The project did not add any gates to Concourse B, which has 23 gates. However, Memphis International Airport is considered one of the busiest cargo airports in the United States.
The facility is owned and operated by the Memphis-Shelby County Airport Authority. Memphis-based UrbanARCH Associates served as the prime architect on the modernization project, teamed with Alliiance, the aviation architect, based in Minneapolis. Kimley-Horn, which has an office in Memphis, was the lead civil engineer. Flintco Construction, based in Tulsa, Oklahoma, was the general contractor. Parsons Transportation Group, based in Chula Vista, California, served as the program manager.
Steel framing
To achieve the wider, column-free corridors and higher ceilings of the modernized concourse’s second level, long-span steel trusses were installed that span the full 100 ft width of the new roof level. The existing lower level was buttressed with a system of dual concentrically braced frames and vertically cantilevered perimeter columns to resist seismic forces — a lightweight design that made the new Concourse B as much as 15 times more resilient to seismic forces than it previously was, explains Thomas Poulos, P.E., S.E., a senior principal in Thornton Tomasetti’s Chicago office and the firm’s market sector leader for aviation.
Spaced approximately 40 ft apart along the length of the concourse, the new cantilevered columns consist of W24 x 306 columns used specifically to resist lateral loads at the roof, says Treece. In the longitudinal direction of the concourse, cross bracing consisting of 8 in. to 10 in. diameter round steel tubes, typically, was used to stiffen the lower and upper levels “so that under seismic loads, the building would not move more than what it had been originally designed for under wind loads,” says Poulos. Similar cross bracing was used to stiffen just the lower level in the transverse direction, he adds.

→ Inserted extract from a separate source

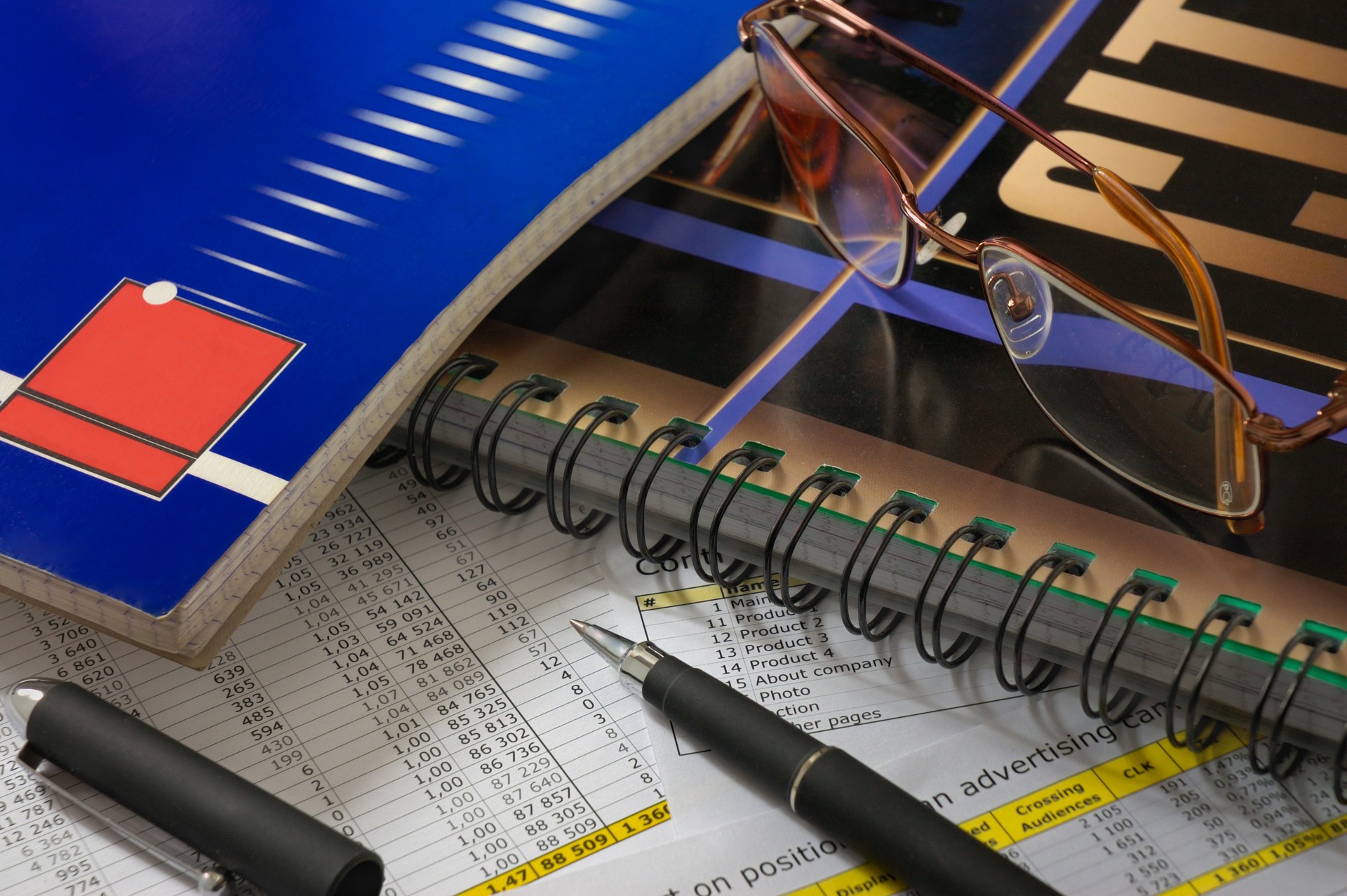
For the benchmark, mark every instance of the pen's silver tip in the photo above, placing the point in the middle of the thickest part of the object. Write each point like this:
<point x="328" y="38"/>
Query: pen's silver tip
<point x="608" y="644"/>
<point x="22" y="698"/>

High-strength, 1 in. diameter steel rods were used to connect the new steel-framed portions of the concourse to the existing concrete framing “so we could tie everything together and have it act as one structure,” Poulos says.

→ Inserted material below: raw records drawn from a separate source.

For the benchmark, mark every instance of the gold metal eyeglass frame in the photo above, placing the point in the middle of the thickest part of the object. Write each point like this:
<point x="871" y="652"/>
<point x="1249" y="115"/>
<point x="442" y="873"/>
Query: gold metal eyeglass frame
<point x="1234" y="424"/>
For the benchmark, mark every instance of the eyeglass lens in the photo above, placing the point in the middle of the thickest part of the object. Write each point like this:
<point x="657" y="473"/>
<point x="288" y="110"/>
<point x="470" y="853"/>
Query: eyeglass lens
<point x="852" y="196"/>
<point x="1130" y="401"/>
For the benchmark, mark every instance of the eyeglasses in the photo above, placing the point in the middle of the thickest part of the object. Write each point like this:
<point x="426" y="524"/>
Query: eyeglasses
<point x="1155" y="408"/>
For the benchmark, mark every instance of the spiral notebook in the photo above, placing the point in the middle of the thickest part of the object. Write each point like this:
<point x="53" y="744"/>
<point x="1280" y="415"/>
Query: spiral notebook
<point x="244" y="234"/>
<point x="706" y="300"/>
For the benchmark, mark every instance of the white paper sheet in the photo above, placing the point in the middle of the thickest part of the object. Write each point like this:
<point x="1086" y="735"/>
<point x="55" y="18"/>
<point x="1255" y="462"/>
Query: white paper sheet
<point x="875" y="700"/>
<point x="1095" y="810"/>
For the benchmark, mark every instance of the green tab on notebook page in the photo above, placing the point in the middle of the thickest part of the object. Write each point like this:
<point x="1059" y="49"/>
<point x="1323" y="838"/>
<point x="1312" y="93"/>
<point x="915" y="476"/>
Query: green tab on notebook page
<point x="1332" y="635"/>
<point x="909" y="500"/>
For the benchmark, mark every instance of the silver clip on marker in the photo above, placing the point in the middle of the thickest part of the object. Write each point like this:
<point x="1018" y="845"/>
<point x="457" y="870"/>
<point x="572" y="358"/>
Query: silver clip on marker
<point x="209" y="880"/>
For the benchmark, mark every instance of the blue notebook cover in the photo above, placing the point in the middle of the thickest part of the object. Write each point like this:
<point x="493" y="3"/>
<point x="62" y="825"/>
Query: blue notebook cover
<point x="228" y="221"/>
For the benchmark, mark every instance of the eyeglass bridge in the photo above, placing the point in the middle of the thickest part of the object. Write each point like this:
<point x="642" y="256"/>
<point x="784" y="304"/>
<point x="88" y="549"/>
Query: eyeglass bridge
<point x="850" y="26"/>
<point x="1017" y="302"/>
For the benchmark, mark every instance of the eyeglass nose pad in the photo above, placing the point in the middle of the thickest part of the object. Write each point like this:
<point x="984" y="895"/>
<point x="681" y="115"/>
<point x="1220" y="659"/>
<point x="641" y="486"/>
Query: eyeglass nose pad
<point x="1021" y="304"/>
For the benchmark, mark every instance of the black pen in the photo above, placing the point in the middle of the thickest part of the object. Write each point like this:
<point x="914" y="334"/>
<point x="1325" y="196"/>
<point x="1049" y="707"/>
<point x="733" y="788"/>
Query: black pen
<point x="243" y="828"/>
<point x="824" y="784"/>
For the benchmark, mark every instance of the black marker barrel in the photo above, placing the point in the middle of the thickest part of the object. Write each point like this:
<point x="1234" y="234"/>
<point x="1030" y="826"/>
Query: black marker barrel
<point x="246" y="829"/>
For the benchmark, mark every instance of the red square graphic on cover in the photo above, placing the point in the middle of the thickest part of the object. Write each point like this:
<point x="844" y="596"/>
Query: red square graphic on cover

The new portions of the concourse are founded on a series of 5 ft thick concrete mats that support the steel bracing and resist overturning. The cantilevered columns are secured via high-strength anchor bolts that can accommodate as much as 220,000 lb each — roughly triple the strength of typical anchor bolts, Poulos notes.
“As the building accelerates in an earthquake,” Treece explains, “one side will want to pick up, while the other side will want to push down. These anchors will hold down the side that wants to lift up.”
Additional efforts
Matching floor elevations within the new concourse spaces was among the project’s challenges, says Poulos, who notes that these elevations varied by as much as 3 in. across the concourse, depending on what finish had been used originally in a given location. To resolve this, a variety of solutions were used, including adjusting the top of the new steel elevation to align with the existing concourse slab, using leveling compounds to adjust elevations, and providing field-adjustable connections where the new steel framing connected to the existing concrete structure. The project also located all mechanical systems to a new space underneath the concourse — in a roughly 2 ft deep excavation — to further reduce weight atop the new structure.
A “dynamic self-tinting glazing” was used within an aluminum-framed curtain wall system in the new concourse to block solar radiation and glare during hours of direct sunlight exposure, explains an architectural narrative from UrbanARCH. The glazing is untinted during hours without direct sunlight and cloudy periods.
The renovation work was completed in February. During the project, Concourse B was temporarily closed, and passenger traffic was shifted to gates in concourses A and C, which are on the east and west sides of the terminal, respectively. With the expanded concourse now available, concourses A and C will be closed but retained for possible future use, according to the airport website.